Looking around when Hall made his entrance, Blanchard said, “Morning, sir.”
“Morning.”
“Oh, yeah, morning. Sir,” Gillette the driver said.
“Morning,” Hall repeated. He was so pleased to have these people.
Blanchard dabbed a thumb over his shoulder at the fisherman. “How do I get my quarter back?”
“Ha ha.” Got another one. With a big broad grin, Hall said, “You don’t, Fred. Sorry about that. Ho ho. Now come on, you two, let’s work out our day.”
They obediently moved over toward the genuine nineteenth-century partners desk, built at a time when lawyers trusted one another. As Hall took a seat there, the other two remaining standing, Blanchard frowned back at that fisherman as though wanting to remember exactly where to find him, some other time, but then he joined Hall and Gillette and didn’t seem troubled at all.
37
FLIP MORRISCONE WAS NOWHERE to be found, all day Wednesday. He didn’t make his three o’clock appointment with Monroe Hall or, so far as they could tell, any other of his appointments. To be certain the man had neither overslept nor died in his sleep, the union team of the conspiracy trooped through the Morriscone house one last time, then came back out to report to capital, “Not there.”

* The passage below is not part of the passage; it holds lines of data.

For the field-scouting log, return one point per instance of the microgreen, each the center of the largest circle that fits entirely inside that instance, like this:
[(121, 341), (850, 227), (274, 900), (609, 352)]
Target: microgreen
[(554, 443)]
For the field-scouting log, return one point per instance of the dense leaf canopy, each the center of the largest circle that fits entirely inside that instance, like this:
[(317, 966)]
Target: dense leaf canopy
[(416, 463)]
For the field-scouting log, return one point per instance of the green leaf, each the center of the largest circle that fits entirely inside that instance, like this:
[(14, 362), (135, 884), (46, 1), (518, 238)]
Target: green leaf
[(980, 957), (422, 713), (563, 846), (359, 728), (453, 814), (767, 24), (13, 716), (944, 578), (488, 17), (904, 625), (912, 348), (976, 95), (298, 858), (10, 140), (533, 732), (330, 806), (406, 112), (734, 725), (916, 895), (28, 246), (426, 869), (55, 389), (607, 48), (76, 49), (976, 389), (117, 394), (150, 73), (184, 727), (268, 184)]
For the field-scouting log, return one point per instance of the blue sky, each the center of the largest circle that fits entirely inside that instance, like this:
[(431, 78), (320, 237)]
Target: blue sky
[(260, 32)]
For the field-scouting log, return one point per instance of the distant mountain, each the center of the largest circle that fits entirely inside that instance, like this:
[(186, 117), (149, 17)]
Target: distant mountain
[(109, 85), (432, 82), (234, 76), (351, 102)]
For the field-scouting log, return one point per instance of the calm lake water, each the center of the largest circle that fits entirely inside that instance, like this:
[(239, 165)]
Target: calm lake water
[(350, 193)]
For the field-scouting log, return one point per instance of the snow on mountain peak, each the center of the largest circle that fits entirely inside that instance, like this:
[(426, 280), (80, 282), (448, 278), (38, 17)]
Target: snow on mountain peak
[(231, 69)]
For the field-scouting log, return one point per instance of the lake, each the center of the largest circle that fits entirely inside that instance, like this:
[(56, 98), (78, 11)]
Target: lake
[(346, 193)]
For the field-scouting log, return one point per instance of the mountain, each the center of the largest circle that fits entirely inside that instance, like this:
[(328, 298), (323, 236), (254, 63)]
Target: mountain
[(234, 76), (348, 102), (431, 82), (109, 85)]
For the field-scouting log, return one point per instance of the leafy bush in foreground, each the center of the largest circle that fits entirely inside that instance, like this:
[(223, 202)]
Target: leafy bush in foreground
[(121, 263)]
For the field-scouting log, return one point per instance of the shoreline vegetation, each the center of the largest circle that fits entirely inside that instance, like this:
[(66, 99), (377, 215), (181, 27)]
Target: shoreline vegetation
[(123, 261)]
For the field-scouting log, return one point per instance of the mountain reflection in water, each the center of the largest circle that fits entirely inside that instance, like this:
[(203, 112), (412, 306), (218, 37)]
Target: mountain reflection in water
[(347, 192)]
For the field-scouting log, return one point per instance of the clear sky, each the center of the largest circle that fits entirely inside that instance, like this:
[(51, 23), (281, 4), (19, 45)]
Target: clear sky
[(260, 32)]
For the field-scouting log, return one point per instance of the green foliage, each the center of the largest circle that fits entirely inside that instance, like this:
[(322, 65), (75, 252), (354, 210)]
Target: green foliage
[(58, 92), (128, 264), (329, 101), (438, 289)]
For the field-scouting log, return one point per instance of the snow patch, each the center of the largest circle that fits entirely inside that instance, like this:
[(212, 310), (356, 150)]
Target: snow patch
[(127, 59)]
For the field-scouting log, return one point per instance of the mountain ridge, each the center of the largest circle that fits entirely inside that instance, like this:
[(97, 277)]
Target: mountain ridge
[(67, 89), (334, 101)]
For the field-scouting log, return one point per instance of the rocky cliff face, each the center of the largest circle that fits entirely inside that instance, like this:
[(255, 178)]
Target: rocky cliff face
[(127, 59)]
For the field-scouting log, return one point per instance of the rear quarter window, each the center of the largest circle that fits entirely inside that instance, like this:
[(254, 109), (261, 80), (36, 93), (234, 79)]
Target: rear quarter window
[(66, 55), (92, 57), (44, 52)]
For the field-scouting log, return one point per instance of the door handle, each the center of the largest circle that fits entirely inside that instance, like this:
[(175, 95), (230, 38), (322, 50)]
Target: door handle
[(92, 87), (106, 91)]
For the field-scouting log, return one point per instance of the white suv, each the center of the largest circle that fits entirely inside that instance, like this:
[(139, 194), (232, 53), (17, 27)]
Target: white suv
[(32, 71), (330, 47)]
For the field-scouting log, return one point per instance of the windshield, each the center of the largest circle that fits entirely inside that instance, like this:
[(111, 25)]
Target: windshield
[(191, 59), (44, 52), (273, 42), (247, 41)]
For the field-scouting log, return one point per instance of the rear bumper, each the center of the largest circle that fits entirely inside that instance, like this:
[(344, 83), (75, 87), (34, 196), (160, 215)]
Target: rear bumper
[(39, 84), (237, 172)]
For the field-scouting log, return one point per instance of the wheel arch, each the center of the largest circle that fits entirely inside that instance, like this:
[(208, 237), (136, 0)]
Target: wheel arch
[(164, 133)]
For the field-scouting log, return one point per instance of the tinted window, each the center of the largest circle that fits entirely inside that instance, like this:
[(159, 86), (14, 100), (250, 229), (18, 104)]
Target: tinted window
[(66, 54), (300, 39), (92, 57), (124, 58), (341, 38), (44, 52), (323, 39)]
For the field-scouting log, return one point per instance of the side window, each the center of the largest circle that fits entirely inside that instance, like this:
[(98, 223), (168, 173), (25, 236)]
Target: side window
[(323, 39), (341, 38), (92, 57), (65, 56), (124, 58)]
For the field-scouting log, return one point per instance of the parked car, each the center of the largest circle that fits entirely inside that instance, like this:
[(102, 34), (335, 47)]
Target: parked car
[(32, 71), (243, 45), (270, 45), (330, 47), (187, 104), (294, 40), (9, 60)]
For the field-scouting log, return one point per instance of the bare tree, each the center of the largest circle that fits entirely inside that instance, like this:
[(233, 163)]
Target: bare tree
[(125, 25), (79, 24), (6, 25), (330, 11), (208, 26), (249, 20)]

Now that they’d finally made their decision, and had finally accepted the need and utility of cooperation between the two groups, it was frustrating that their very first decision couldn’t be acted upon. Before parting for the day, all five gathered in their usual places in Buddy’s Taurus, where Buddy said, “We’re still not getting anywhere.”
“One day,” Mark pointed out. “Maybe he had food poisoning, went to the hospital. Maybe his uncle came to town, he took the day off, they went to the races.”
Buddy, looking confused, said, “Races. Oh, the track, you mean.”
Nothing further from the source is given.